DeepSeek to the Rescue
English

DeepSeek to the Rescue

by

language learning
culture
dialogue

Today, I wanted to post a short line on Twitter. Someone had asked which was the last book other users had read about a particular topic, and as I casually happen to be reading a book connected to that topic right now, I was keen to answer—I usually don't fall for such things, since I know people with verified accounts keep dropping saucy or gripping questions and making provocative remarks simply as baits to get more interactions.
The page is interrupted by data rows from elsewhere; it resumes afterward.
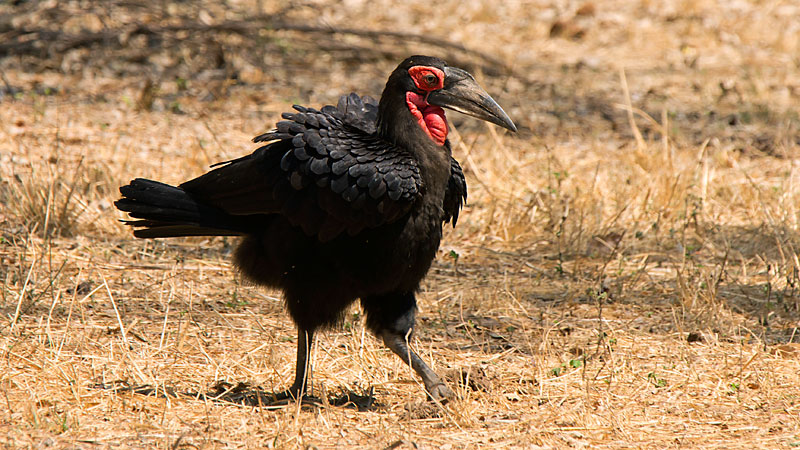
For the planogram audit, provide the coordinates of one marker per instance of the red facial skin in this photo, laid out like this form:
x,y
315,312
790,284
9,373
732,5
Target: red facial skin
x,y
430,118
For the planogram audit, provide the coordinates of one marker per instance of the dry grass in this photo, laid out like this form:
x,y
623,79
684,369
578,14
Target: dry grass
x,y
627,269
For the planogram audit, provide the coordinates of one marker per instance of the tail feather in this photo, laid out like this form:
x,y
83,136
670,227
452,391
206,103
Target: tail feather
x,y
169,211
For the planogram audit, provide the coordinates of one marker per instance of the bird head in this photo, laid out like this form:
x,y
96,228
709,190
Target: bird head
x,y
424,85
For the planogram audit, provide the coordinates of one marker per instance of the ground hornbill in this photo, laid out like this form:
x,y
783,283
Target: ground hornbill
x,y
340,204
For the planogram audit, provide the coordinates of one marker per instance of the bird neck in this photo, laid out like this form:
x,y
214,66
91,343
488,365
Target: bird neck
x,y
410,120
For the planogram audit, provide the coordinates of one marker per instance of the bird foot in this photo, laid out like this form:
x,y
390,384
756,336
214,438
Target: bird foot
x,y
440,393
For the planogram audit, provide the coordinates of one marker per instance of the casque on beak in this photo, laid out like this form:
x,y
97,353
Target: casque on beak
x,y
463,94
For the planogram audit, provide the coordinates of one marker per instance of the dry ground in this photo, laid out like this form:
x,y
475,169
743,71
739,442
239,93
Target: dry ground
x,y
624,276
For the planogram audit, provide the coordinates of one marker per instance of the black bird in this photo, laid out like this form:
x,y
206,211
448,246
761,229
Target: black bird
x,y
342,203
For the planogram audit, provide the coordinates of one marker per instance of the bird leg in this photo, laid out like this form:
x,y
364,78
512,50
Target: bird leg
x,y
302,372
433,384
391,317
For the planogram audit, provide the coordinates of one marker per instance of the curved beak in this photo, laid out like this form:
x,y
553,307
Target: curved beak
x,y
463,94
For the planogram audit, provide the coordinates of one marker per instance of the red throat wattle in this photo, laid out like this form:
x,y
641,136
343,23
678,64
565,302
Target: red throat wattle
x,y
429,117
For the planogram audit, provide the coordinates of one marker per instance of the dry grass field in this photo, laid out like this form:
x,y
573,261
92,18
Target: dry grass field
x,y
625,274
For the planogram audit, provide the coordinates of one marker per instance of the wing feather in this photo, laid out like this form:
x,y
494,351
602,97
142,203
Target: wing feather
x,y
325,170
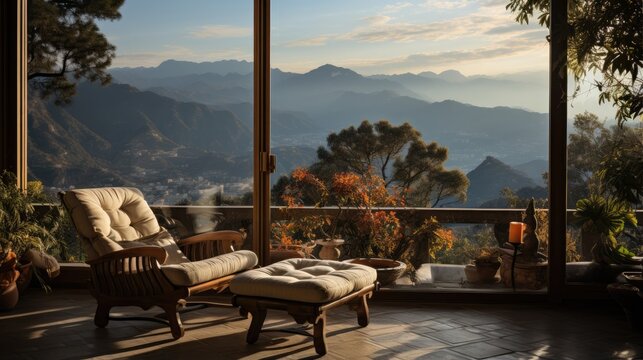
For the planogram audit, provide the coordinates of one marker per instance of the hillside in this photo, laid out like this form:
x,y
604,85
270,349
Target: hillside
x,y
491,176
115,134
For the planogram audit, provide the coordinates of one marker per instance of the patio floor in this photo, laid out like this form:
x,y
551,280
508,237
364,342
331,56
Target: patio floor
x,y
60,326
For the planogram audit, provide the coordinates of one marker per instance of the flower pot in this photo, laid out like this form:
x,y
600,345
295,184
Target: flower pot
x,y
634,278
330,249
8,296
26,273
531,276
387,270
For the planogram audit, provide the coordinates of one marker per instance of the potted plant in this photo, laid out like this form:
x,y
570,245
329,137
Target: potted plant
x,y
606,218
484,268
373,235
26,234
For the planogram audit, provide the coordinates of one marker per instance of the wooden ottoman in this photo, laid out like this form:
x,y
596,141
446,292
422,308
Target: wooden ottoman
x,y
306,289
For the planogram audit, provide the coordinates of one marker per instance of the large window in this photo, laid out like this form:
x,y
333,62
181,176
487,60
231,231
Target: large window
x,y
418,106
176,121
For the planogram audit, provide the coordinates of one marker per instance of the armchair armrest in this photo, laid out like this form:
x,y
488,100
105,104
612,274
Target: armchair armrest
x,y
155,252
212,243
132,272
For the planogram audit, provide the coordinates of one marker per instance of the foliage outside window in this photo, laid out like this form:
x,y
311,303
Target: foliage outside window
x,y
366,218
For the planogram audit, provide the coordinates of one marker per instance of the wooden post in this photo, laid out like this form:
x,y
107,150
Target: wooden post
x,y
261,152
13,89
557,148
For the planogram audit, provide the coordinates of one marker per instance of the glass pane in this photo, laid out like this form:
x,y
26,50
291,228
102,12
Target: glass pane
x,y
601,174
176,121
403,117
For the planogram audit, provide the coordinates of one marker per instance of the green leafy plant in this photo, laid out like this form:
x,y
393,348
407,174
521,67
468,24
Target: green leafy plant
x,y
369,229
607,217
22,228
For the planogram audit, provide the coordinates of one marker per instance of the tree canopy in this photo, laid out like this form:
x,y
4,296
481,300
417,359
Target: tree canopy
x,y
605,160
604,38
398,155
65,44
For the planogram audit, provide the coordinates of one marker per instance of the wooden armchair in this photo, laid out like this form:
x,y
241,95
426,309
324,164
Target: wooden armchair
x,y
135,262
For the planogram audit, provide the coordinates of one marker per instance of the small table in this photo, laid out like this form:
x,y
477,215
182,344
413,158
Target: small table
x,y
306,289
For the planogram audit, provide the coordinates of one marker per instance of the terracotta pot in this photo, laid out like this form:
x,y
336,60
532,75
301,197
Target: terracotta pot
x,y
330,248
531,276
26,273
387,270
8,296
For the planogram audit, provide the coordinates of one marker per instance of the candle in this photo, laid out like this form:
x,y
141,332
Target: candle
x,y
515,232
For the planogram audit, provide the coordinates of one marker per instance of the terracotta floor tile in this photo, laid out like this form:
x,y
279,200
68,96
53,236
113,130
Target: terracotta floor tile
x,y
60,326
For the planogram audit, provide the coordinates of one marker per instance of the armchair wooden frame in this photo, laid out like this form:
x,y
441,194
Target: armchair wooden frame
x,y
133,277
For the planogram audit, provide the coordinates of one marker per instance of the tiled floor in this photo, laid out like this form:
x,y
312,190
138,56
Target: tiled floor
x,y
59,326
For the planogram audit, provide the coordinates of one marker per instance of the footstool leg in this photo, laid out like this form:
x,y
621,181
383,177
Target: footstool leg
x,y
319,334
258,316
362,311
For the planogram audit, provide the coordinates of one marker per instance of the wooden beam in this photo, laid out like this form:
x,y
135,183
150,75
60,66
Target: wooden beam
x,y
557,149
261,152
13,89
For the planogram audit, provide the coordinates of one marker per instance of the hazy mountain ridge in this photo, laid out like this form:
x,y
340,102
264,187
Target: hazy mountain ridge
x,y
491,176
195,120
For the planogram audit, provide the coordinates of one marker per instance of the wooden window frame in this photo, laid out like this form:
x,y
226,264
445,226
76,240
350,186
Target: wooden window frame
x,y
13,150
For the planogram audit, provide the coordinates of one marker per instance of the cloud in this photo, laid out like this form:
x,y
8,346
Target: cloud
x,y
381,28
153,58
393,8
221,31
445,5
513,46
308,42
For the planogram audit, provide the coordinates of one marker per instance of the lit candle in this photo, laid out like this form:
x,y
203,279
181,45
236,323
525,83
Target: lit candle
x,y
515,232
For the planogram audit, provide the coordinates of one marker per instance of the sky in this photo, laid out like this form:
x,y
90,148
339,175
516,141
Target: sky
x,y
368,36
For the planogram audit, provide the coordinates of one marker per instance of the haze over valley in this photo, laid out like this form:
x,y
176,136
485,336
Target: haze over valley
x,y
183,130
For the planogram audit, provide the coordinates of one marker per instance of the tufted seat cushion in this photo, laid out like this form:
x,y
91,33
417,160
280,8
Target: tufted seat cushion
x,y
304,280
105,216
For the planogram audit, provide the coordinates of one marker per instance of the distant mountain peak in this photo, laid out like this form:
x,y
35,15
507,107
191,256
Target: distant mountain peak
x,y
452,75
332,71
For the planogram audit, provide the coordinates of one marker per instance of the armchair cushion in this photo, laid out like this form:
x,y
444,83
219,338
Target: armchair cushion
x,y
196,272
117,213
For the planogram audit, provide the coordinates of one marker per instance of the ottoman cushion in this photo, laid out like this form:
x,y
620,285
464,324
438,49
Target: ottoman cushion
x,y
304,280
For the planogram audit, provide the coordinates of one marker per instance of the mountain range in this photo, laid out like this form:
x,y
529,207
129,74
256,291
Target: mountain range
x,y
184,119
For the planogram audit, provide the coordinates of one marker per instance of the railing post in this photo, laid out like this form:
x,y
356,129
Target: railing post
x,y
261,148
13,89
557,148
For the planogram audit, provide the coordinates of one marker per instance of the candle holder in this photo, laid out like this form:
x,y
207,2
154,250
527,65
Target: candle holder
x,y
513,265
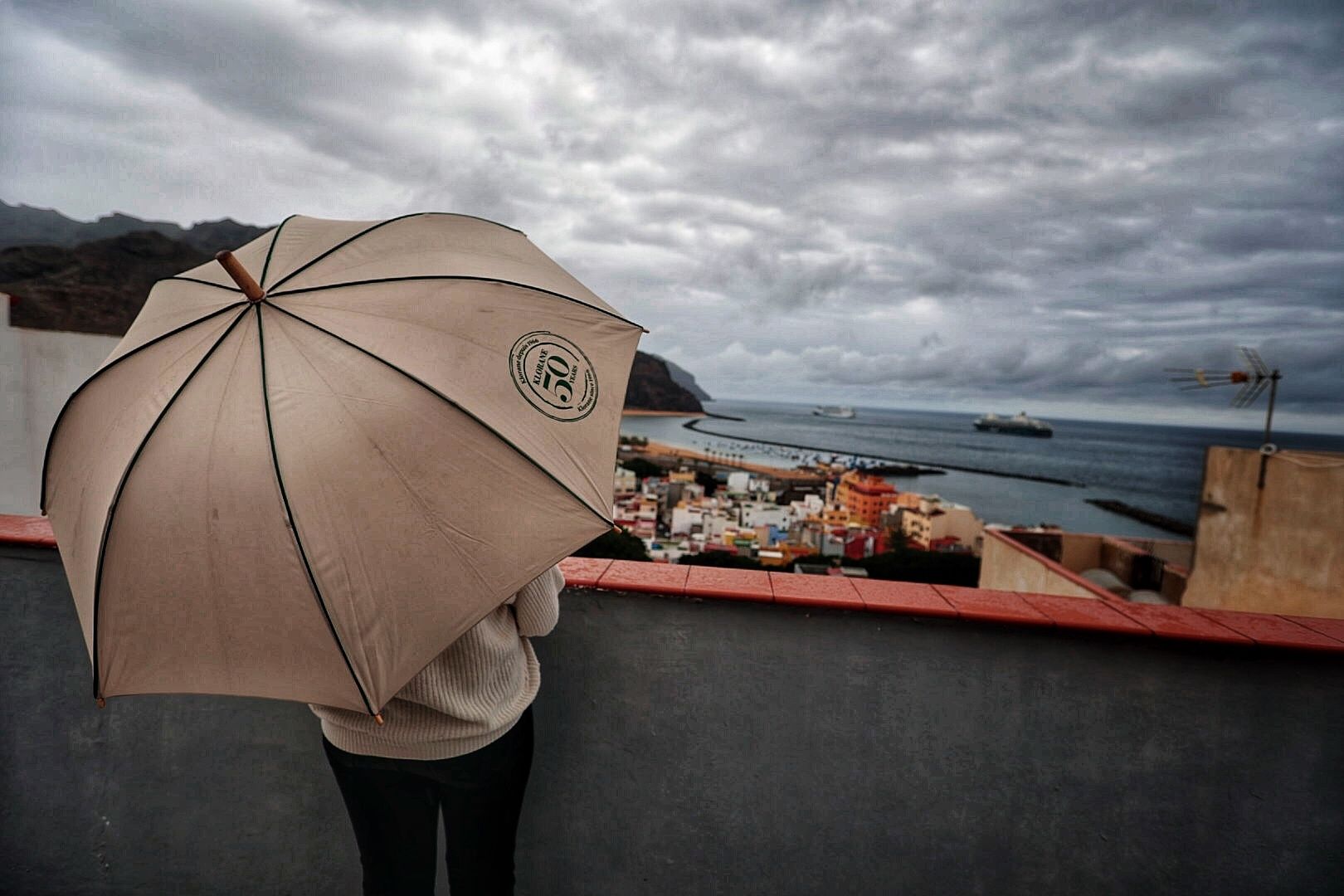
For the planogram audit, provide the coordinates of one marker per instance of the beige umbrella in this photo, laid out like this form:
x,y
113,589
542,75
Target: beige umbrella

However, chatting about books and movies and making lists thereof is a weakness of mine—so every now and then I swallow the bait, so to speak.
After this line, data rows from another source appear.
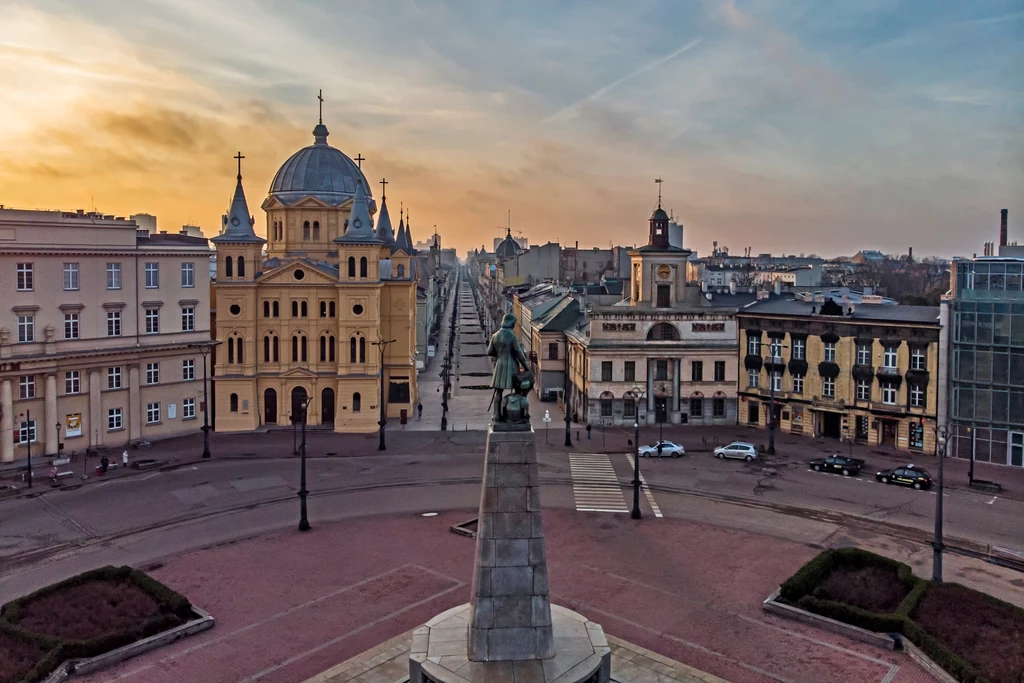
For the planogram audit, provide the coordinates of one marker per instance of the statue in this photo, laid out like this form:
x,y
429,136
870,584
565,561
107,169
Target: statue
x,y
512,373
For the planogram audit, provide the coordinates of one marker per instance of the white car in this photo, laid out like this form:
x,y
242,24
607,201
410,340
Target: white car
x,y
738,450
667,449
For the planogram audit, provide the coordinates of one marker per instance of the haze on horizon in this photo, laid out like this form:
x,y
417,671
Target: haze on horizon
x,y
784,125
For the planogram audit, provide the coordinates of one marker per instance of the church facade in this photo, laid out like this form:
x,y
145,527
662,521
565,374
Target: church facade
x,y
318,318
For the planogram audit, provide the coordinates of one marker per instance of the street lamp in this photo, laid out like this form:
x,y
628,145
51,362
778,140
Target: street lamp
x,y
937,546
382,347
204,349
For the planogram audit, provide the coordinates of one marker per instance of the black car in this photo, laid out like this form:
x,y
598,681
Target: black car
x,y
837,463
908,475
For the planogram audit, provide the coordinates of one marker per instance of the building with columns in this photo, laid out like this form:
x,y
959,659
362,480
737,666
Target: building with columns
x,y
94,341
300,325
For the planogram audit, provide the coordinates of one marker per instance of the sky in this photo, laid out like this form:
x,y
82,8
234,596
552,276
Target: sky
x,y
786,126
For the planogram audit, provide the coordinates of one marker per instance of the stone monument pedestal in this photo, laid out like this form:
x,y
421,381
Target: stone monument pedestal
x,y
439,653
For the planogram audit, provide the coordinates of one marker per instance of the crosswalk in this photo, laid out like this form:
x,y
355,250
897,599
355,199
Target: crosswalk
x,y
595,486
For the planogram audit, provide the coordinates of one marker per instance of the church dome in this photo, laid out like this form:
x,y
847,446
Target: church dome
x,y
320,171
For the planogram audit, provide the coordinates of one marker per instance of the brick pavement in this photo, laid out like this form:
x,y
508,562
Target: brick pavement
x,y
291,605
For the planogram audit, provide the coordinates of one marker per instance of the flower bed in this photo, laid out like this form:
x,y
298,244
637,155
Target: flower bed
x,y
973,636
83,616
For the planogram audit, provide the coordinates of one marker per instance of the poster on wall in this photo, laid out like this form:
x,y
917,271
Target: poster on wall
x,y
73,425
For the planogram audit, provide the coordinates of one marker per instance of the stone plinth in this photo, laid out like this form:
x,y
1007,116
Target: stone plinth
x,y
510,614
439,653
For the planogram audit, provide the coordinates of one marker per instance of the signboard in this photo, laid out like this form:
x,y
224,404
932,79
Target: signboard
x,y
73,425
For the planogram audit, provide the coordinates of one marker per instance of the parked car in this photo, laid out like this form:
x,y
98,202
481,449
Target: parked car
x,y
908,475
837,463
738,450
663,449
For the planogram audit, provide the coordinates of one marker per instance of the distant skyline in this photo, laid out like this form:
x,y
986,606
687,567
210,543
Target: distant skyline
x,y
791,126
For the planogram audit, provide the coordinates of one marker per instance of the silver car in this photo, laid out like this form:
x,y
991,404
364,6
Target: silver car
x,y
739,450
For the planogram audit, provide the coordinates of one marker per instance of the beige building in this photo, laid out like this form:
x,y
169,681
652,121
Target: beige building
x,y
94,336
301,323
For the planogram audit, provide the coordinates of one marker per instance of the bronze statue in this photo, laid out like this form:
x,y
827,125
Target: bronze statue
x,y
512,373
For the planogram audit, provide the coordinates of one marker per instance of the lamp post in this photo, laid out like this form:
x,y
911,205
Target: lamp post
x,y
381,345
937,546
204,349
Hence, I decided to post the cover of the book, adding in French (the original question was in this language) something like "I'm reading this right now". My guess was "En le lisant, maintenant", but as my spoken French is a rather faltering one, I decided to ask DeepSeek. The answer was incredibly swift, as usual (I confess I still don't seem to get used to this AI immediacy). He/she (?) said that my phrasing wasn't technically wrong, but that it didn't sound like fluent, natural French, and proposed "En train de le lire" or "Je le lis en ce moment" instead.

I have to say it wasn't my first interaction with HAL 9000—I mean, DeepSeek and/or ChatGPT—but the device keeps impressing me any time I try it. I cannot help wondering about the social effects of this tool's existence. Perhaps I should ask him/her about this.

However, I keep withstanding the impulse to ask for corrections of longer texts. That's what Journaly is all about, isn't it? I still prefer human interaction, mind you. (Wait, no bots around, huh?)